Embora num modelo complicado, tal como doenças sexualmente transmissíveis (HIV), podem incluir vários parâmetros adicionais, uma combinação deles deve ser interpretável como um \( \Re_{o} \) dessa doença. O número de reprodução básico \( \Re_{o} \) desempenha um papel crucial em decisões de saúde pública, porque um programa de prevenção da doença só será eficaz na prevenção de novos surtos quando ele garante que \( \Re_{o} \leq 1\).
Exemplo
Suponhamos, para uma determinada doença, um doente infeccioso é introduzido numa população de 500 indivíduos susceptíveis. Vamos usar o modelo SIR, com período de tempo \( \Delta t = 1 \) dia (supondo que é adequado para descrever esta doença). Suponhamos, além disso, que os dados indicam que o coeficiente de transmissão é \( \beta = 0.5 \) e que o tempo médio de infecção é de 10 dias, após os quais o doente recupera (ou morre!). Portanto, neste caso, \( \gamma = 0.1 \) e
\( \Re_{o} = \frac{ \beta }{ \gamma } s_{0} \approx \frac{0.5}{0.1}1 = 5 \)
Como \( \Re_{o} = 5 > 1 \) espera-se uma epidemia. A folha Excel mostra que o número de infectados tem um pico para \(n = 21\) ou 22 dias, aproximadamente igual a 250. Metade da população está doente o que traduz uma epidemia severa, sem dúvida.
7. Estratégias de imunização. Vacinação
7.1. Uma população pode ser protegida da doença de várias maneiras. Por exemplo,
- o número de indivíduos susceptíveis podem ser reduzido através de vacinas,
- a taxa de contacto pode ser reduzida através de quarentenas ou campanhas de saúde pública, ou
- a taxa de remoção pode ser aumentada através de um melhor tratamento médico do doente.
Em suma, uma sociedade pode tentar mudar qualquer um dos parâmetros ou condições iniciais do modelo que descreve a doença.

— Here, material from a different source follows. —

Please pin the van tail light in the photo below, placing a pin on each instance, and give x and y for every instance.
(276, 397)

7.2 Vacinações, quando disponíveis, são uma maneira atraente para controlar a dinâmica da doença, mas os riscos privados e públicos de imunização deve ser equilibrado. Um dos principais objetivos de qualquer programa de imunização é conseguir imunidade global, (ou seja, garantir que nenhuma epidemia possa ocorrer, mesmo se alguns casos da doença estão presentes). No entanto, existem indivíduos que recebem vacinas mas têm algum pequeno risco de efeitos secundários.
7.3. Como uma aplicação do número básico de reprodução \( \Re_{o} \), vamos considerar a vacinação de uma população. Admitindo que seria possível vacinar instantaneamente uma proporção \( P \) de uma população, que proporção P devemos vacinar para conseguir a erradicação da doença infecciosa?

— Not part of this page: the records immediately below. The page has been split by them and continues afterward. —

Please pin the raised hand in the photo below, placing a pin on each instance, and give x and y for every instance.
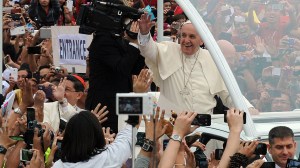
(235, 120)
(145, 24)
(100, 113)
(160, 128)
(142, 83)
(59, 91)
(109, 138)
(183, 122)
(27, 96)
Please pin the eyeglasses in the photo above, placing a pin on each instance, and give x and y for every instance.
(69, 90)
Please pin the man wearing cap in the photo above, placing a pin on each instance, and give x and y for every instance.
(68, 92)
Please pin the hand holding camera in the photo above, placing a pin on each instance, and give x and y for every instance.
(59, 91)
(248, 148)
(183, 123)
(160, 128)
(235, 120)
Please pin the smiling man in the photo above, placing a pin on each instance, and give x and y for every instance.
(186, 74)
(282, 145)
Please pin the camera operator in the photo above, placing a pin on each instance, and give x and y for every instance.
(282, 145)
(44, 12)
(112, 60)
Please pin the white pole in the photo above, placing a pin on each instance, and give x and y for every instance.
(160, 20)
(220, 61)
(1, 46)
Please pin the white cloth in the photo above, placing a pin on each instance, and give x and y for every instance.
(51, 115)
(114, 156)
(165, 60)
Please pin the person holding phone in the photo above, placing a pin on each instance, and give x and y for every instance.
(282, 145)
(44, 12)
(89, 149)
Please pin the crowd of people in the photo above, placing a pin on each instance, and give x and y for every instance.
(65, 119)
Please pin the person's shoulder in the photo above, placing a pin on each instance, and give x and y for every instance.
(50, 104)
(57, 164)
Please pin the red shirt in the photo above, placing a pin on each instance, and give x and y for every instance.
(151, 3)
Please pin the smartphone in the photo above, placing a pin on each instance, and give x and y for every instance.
(62, 125)
(276, 71)
(244, 117)
(14, 73)
(261, 149)
(225, 36)
(57, 154)
(291, 163)
(30, 118)
(7, 9)
(226, 12)
(165, 143)
(69, 4)
(274, 93)
(26, 155)
(15, 16)
(140, 138)
(218, 154)
(202, 120)
(14, 11)
(268, 165)
(45, 32)
(17, 31)
(34, 50)
(192, 139)
(14, 24)
(278, 6)
(240, 48)
(17, 138)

A resposta é fácil utilizando o conceito de \( \Re_{o} \). Como \( \Re_{o} = s_{0} \), se vacinarmos uma proporção \( P \) da população de susceptíveis, então isto implica que o número básico de reprodução muda para
\( \Re_{o} = \frac{ \beta }{ \gamma } \left( 1 -P \right) s_{0} = \left( 1 - P \right) \Re_{o} \)
uma vez que a nova fracção de susceptíves é agora \( \left( 1 - P \right) s_{0} \).

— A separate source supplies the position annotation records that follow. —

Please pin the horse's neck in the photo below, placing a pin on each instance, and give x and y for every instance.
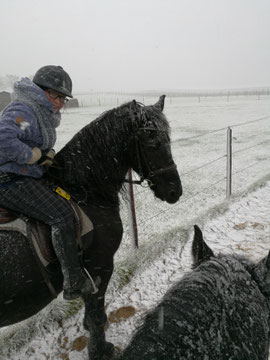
(88, 166)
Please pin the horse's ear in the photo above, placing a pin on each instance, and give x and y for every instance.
(200, 250)
(160, 103)
(134, 104)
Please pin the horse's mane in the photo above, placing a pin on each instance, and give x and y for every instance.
(100, 148)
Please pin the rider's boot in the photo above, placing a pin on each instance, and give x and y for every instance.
(65, 247)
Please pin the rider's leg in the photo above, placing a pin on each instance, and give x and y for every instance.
(29, 197)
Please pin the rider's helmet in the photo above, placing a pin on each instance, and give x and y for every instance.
(55, 78)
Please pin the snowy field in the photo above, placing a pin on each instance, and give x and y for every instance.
(199, 130)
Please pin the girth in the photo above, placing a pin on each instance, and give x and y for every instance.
(41, 233)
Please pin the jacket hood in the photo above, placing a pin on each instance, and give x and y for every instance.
(25, 88)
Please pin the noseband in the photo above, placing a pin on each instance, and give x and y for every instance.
(143, 158)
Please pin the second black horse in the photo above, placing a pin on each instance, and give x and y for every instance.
(92, 167)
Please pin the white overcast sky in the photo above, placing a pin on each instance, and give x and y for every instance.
(139, 44)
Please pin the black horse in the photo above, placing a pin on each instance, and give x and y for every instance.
(92, 167)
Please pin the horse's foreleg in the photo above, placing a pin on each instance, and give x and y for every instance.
(94, 321)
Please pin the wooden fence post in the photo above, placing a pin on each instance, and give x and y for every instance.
(132, 213)
(229, 164)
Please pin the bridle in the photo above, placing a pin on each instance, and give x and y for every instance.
(142, 158)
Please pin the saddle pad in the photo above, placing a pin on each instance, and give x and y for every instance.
(6, 216)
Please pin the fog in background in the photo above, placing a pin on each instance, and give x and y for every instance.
(126, 45)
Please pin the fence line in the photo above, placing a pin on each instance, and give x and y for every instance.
(217, 130)
(211, 162)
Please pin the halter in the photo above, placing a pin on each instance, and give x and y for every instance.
(141, 156)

Como devemos ter \( \Re_{o}^{vac} < 1 \) para erradicação, resolvendo em ordem a \( P \), obtemos a fórmula simples
\( P > 1 - \frac{1}{ \Re_{o} } \enspace \enspace \enspace\) (7.1)
Para a varíola, por exemplo, em que \( \Re_{o} \approx 4 \), calculamos \( P \approx 75% \) da população, mas para o sarampo, em comunidades não vacinadas, onde normalmente \( \Re_{o} \approx 15 \), então \( P \approx 93% \). Está claro deste cálculo porque é que, em todo o mundo, a varíola foi escolhida como alvo prioritário para a erradicação.
7.4. Estudo de imunização em doenças realistas requer o uso de modelos mais complicados. A dinâmica da doença, muitas vezes é diferente conforme a idade, estrato social, e outros factores, e, por isso, é usual dividir a população de susceptíveis, infecciosos e removidos em vários estratos ou subgrupos.
Um modelo pode dividir a população em vários subgrupos por idade, sexo ou outros fatores, e ser usado para determinar quais grupos devem ser alvo de uma campanha de imunização. Considerações sociais e médicas são cruciais.